Understanding your mortgage broker’s jargon

If you’re looking to get your first mortgage, or even to refinance, you’ll most likely have a meeting with a lender or mortgage broker – someone who’s an expert in mortgages and home loans. The problem is these experts sometimes forget that we’re not all experts, and they might bamboozle you with mortgage terminology or bank jargon that starts to make little sense. But it’s really important that you understand what they’re going on about – this is your money, and most probably it’s quite a lot of your money.

Don’t be afraid to ask questions. Recently I sat with a friend of mine and a mortgage broker I’d introduced her too. He knew that with my background, I understood most of his home loan jargon, but my friend kept looking at me with big, wide eyes and I’d stop him and ask him to explain each concept with an example, so that my friend better understood where her money could be going. Like any expert – doctor, lawyer, plumber – these people have an obligation to explain the details so that you understand the consequences of signing a contract.

Before you meet a professional lender or mortgage broker, do some research of your own to make sure you understand the basics of how different loans work. Check these explanations of interest rates, the various types of lenders and the different kinds of mortgages to help you get prepared.

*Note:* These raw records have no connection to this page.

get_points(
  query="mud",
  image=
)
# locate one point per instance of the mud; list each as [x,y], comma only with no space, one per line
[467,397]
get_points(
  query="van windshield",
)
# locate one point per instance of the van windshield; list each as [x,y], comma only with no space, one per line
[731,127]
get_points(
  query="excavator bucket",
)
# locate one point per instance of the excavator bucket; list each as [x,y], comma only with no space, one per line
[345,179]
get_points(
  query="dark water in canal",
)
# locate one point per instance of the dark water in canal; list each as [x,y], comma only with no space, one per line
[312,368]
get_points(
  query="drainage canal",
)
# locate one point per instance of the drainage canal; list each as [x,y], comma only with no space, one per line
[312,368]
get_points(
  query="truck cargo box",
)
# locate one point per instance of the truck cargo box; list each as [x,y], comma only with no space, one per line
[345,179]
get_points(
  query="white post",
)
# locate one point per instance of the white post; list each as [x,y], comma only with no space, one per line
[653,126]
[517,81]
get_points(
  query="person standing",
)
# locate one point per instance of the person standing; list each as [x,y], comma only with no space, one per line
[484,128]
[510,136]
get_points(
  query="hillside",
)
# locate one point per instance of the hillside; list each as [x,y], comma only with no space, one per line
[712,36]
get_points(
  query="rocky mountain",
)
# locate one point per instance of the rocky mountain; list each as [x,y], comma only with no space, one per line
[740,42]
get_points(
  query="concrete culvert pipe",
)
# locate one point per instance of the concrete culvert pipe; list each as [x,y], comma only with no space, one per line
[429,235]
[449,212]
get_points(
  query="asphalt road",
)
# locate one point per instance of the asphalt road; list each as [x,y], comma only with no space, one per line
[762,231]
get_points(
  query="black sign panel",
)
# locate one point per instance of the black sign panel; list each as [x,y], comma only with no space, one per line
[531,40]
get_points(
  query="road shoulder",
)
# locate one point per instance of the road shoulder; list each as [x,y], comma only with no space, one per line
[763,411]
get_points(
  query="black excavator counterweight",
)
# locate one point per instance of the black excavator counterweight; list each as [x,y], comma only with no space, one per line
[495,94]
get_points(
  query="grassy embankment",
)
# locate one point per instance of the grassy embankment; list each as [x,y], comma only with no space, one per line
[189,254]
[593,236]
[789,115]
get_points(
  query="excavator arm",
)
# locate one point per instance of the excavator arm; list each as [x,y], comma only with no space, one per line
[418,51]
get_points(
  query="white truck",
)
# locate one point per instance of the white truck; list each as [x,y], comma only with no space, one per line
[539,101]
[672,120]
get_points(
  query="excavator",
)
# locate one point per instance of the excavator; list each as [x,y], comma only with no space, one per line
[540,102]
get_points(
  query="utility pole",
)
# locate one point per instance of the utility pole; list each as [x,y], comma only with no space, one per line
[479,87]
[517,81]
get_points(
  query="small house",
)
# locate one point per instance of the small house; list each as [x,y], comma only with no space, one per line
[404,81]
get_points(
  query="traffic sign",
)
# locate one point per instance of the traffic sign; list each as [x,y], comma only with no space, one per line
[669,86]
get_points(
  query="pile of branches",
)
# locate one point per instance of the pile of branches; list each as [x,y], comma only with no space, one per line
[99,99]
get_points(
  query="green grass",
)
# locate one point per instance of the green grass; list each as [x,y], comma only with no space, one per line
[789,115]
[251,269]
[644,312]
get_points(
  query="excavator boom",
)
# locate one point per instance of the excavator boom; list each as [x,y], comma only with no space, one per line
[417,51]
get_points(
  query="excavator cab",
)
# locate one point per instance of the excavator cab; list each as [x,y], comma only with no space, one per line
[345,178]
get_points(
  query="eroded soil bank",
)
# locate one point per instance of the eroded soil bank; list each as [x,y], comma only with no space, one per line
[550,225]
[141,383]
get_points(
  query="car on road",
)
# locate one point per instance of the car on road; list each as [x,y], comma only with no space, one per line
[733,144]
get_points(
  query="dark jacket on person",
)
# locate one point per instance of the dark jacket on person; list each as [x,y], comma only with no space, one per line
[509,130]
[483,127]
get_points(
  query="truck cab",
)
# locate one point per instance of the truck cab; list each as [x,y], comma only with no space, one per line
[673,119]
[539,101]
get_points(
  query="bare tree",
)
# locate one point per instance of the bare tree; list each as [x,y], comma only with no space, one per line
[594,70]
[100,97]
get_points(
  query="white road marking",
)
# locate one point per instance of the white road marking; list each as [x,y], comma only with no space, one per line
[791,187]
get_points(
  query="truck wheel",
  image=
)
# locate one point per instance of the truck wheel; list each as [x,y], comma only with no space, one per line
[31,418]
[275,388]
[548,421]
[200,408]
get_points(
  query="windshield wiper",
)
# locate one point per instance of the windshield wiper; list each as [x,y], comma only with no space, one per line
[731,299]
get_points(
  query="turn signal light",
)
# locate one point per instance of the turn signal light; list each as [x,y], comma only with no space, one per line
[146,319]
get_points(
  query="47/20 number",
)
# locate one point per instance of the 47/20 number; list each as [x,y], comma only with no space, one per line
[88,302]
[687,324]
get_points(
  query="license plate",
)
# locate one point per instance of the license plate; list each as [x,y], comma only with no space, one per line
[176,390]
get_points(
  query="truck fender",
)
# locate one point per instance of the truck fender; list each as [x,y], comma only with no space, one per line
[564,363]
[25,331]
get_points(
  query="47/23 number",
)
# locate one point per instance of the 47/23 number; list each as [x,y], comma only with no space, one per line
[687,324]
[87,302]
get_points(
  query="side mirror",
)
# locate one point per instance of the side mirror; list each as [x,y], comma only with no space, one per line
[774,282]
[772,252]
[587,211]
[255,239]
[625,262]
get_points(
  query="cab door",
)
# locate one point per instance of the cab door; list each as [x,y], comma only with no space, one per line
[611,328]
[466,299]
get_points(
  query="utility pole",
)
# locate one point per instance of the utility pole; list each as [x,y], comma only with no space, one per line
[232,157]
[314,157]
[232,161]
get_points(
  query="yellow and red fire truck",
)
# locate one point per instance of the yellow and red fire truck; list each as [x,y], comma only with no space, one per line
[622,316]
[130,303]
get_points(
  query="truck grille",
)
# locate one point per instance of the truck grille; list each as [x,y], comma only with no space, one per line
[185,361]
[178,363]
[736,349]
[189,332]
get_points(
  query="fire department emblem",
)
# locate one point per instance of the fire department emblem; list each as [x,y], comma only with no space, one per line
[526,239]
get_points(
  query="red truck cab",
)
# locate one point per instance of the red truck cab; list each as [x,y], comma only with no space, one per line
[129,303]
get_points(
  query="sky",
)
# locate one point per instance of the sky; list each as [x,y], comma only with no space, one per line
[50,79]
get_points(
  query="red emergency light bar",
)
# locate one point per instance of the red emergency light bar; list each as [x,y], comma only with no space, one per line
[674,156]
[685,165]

Finally, think about the various questions you might need to ask about the loan products being explain to you. Before you agree to sign a contract, make sure your mortgage broker has been able to answer these questions to your satisfaction:

  • Is the interest rate fixed or variable? What do they recommend at the moment? Make sure you understand the pros and cons of these two choices.
  • Can you make larger repayments, repay the loan early or redraw against your extra payments on the loan, and will there be particular costs involved with these actions? You probably want a loan that is flexible enough to change with your future circumstances, because you can’t be sure what they’ll be.
  • Which bank, credit union or building society will the mortgage be managed by? These days, mortgage brokers have access to so many different lenders that you can easily get confused about who you will be in debt to.
  • Can your mortgage broker show you the comparison rate for the loan? That is, what is the true cost of the loan product compared to others – remember that the lowest interest rate does not always equal the cheapest loan.

Remember, your mortgage broker might speak to you with a whole heap of big financial words, but it’s also their responsibility to explain them to you if you ask. Don’t be afraid of looking stupid – this home loan could be the largest investment of money you ever make, and you deserve to do it with a full understanding of what you’re getting yourself into.